Region 3 is very social. They had an auction before awards, to get folks up to gather around, and maybe spend a little money to support the region. I sat and watched, bid once, and ended up keeping my money for today. Finally, it was award time. I knew Han had pretty good metabolics all weekend, and was excellent for the vet on his manners, and he is a very sound horse, and my Specialized Saddle is working excellent, so his back is always good. But until awards, you never know how you compare. Region 3 has some wonderful horses, that we were honored to be sharing the trails with. Horses that ride in hills a heck of a lot more than my little flatlander. Even with Hanks brain going missing for awhile, the ride was worth the trip, even if we did not place well. Had moments on the trail that I just had to hug him, as I was feeling so lucky to be there sharing the trail with him. So, when they announced Hank for first place in the large class of ten horses, I was speechless. I sat down and sent a text to some of Hanks fan club, and then was going to turn the phone off, as any replies came back to me, but it is a newer phone, I could not change the ringer to silent, or turn if off, so it kept chiming as I sat there, with it under by butt, trying to not have it annoy anyone. But I had to get up off of it when they announced Hank had also won sweepstakes. A total of 17 Open horses I think at this ride. They gave him a lovely blanket, and before I could sit down, he got the high score Arabian award, which he got a pretty blue halter and lead rope. I have watched others win a bunch of items, and tease them about needing a bigger truck to haul it home. Today, someone teased ME! And the icing on the cake, was the fact Hank had a perfect score of 100, with a plus mark. Remember those circles we lunged. He had some nice movement, attitude and willingness, he got a + from the vet. The second place horse had a perfect score too. But missed out on the plus sign.

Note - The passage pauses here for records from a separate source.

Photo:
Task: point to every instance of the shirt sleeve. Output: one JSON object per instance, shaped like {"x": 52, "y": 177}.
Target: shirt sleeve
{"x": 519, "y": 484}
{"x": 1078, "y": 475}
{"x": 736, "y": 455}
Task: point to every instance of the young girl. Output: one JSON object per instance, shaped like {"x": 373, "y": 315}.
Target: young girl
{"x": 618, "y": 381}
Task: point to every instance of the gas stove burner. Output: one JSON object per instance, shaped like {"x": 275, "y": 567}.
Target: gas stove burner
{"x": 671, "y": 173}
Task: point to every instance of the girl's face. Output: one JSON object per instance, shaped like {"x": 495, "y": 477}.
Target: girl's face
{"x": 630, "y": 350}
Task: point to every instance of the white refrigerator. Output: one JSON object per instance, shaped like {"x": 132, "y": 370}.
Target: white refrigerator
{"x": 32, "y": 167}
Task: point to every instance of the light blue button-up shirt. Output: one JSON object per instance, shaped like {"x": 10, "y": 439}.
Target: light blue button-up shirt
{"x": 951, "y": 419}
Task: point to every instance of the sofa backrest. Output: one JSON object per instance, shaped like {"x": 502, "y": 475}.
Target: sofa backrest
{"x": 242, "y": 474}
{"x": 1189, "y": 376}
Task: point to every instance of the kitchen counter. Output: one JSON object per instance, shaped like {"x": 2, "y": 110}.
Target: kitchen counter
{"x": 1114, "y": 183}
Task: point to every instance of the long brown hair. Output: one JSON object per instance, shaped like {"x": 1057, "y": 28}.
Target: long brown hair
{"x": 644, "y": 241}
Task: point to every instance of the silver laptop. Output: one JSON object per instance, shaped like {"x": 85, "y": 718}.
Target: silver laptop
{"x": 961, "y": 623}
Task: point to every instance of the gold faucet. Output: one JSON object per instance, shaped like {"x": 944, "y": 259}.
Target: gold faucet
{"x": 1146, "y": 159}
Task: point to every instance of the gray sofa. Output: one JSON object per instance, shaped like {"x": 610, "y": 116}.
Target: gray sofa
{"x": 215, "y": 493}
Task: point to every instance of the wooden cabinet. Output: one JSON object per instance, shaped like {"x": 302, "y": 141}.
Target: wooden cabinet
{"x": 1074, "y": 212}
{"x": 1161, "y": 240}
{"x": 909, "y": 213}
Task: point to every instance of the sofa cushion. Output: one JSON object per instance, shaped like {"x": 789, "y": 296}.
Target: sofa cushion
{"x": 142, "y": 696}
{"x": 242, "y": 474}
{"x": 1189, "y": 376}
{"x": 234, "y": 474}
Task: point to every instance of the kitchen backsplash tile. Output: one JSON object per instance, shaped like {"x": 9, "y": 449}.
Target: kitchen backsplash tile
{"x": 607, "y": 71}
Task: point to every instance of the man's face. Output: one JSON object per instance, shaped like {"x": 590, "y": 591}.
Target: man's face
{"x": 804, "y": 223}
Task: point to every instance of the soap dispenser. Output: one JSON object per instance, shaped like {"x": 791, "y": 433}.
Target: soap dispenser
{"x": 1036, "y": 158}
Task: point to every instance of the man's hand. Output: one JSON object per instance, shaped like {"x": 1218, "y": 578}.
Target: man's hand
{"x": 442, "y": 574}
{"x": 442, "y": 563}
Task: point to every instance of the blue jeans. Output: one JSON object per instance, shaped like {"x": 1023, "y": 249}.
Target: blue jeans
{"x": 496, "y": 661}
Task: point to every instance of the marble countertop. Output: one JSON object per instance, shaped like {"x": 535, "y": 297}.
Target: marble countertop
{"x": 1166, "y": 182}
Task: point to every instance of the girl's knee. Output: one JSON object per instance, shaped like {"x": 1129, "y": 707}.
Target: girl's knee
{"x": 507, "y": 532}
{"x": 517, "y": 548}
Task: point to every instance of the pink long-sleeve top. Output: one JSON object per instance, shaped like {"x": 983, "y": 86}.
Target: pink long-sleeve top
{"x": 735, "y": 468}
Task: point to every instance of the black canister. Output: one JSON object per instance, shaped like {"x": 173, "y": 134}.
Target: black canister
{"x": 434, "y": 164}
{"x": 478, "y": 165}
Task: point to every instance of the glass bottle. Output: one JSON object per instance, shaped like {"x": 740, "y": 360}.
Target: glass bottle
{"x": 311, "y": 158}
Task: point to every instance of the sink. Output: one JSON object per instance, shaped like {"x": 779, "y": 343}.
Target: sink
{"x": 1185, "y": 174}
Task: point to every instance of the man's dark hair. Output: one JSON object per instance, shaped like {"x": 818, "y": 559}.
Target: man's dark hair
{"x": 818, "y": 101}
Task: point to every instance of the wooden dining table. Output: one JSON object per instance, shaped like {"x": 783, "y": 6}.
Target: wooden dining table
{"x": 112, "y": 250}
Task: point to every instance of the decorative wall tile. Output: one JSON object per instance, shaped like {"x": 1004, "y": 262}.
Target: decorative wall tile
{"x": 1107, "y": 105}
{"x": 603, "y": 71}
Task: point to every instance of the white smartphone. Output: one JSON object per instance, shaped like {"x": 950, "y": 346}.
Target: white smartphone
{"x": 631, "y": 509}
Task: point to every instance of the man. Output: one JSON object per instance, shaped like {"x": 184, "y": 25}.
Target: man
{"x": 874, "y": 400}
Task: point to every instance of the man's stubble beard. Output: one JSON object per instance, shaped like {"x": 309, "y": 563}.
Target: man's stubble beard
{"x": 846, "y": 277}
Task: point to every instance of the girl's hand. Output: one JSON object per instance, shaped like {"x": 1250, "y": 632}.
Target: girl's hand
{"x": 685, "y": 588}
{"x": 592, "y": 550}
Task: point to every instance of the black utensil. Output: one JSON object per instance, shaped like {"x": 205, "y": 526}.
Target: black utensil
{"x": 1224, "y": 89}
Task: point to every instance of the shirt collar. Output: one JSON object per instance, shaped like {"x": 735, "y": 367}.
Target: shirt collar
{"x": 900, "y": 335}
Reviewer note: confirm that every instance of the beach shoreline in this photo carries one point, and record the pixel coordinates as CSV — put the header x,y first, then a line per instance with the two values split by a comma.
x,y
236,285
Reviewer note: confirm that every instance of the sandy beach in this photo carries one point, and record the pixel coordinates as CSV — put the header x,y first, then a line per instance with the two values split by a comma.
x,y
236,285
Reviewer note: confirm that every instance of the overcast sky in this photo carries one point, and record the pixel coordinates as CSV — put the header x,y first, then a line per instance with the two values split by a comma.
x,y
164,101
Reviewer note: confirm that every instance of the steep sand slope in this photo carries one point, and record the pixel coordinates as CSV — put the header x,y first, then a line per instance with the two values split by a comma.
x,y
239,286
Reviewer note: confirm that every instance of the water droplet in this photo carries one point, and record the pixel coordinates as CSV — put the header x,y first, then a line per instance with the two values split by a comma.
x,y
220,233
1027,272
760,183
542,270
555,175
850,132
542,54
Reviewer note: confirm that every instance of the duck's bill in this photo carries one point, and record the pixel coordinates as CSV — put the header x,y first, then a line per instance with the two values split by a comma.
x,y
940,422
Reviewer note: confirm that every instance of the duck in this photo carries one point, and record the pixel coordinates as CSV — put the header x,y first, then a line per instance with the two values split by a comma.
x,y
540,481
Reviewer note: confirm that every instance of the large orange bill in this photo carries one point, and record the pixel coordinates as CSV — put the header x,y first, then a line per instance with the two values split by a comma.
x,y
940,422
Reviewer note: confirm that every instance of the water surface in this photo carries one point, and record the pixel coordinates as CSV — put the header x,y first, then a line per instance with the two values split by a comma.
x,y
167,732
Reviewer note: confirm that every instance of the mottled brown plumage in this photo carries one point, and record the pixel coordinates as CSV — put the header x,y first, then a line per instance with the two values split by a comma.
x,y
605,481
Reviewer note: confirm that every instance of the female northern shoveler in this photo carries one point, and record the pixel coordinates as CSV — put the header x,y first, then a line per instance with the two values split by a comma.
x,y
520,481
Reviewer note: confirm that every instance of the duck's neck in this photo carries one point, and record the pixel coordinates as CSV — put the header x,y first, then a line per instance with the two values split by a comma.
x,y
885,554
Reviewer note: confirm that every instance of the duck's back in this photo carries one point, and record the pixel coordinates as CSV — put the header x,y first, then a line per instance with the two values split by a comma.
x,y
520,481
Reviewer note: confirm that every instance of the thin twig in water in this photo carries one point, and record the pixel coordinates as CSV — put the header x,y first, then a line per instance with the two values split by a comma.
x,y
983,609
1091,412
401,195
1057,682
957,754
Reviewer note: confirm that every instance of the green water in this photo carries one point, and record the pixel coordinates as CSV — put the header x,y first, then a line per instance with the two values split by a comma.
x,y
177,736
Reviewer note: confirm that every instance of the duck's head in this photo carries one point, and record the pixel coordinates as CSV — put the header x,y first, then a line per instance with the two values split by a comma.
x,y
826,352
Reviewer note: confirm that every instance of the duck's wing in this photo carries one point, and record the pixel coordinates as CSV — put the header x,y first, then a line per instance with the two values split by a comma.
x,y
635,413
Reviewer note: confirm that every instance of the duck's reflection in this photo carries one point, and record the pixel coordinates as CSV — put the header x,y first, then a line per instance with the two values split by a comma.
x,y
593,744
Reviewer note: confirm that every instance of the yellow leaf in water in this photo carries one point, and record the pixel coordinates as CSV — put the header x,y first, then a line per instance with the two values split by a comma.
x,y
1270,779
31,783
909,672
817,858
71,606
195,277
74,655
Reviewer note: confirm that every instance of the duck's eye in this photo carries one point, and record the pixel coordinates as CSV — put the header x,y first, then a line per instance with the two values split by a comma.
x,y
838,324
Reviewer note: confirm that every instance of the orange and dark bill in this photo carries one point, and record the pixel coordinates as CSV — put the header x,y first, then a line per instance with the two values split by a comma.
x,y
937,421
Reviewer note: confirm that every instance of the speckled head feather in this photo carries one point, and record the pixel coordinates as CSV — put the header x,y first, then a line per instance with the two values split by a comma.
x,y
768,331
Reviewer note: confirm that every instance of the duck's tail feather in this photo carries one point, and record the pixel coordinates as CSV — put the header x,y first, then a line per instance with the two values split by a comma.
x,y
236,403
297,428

So, the rain is still falling as I finish this up, and I guess I'll get to put on that rain coat for one more trailer check before bed, and kiss the horses on the noses (Hank will get TWO kisses) and get some rest for our trip home tomorrow.

A full photo report will follow! I promise! Oh, and that butt smack on the uphill, cost my horsemanship score 2 points. lol I placed 4th. Which was still pretty darn good in this large class of great riders.

Saturday, May 23, 2009

Red fox and Burger King

Well, day one of the ride is over. Thought I'd do a quick note, without photos, and fill in details later. The area and trails were not what I expected. Not better, or worse, just different. We ride though the Air Force academy. Parts are very wilderness like, including the red fox that dashed in front of me, while other parts are very urban, including riding past the academy gas station and Burger King. We saw all parts of the academy, and it really is lovely. Climbed up to somewhere around 7800' (will check GPS later) and had views to the east of Colorado Springs and beyond. Rode behinds some beautiful large homes, and rode in very remoe areas one would never imagine the "city" was so close.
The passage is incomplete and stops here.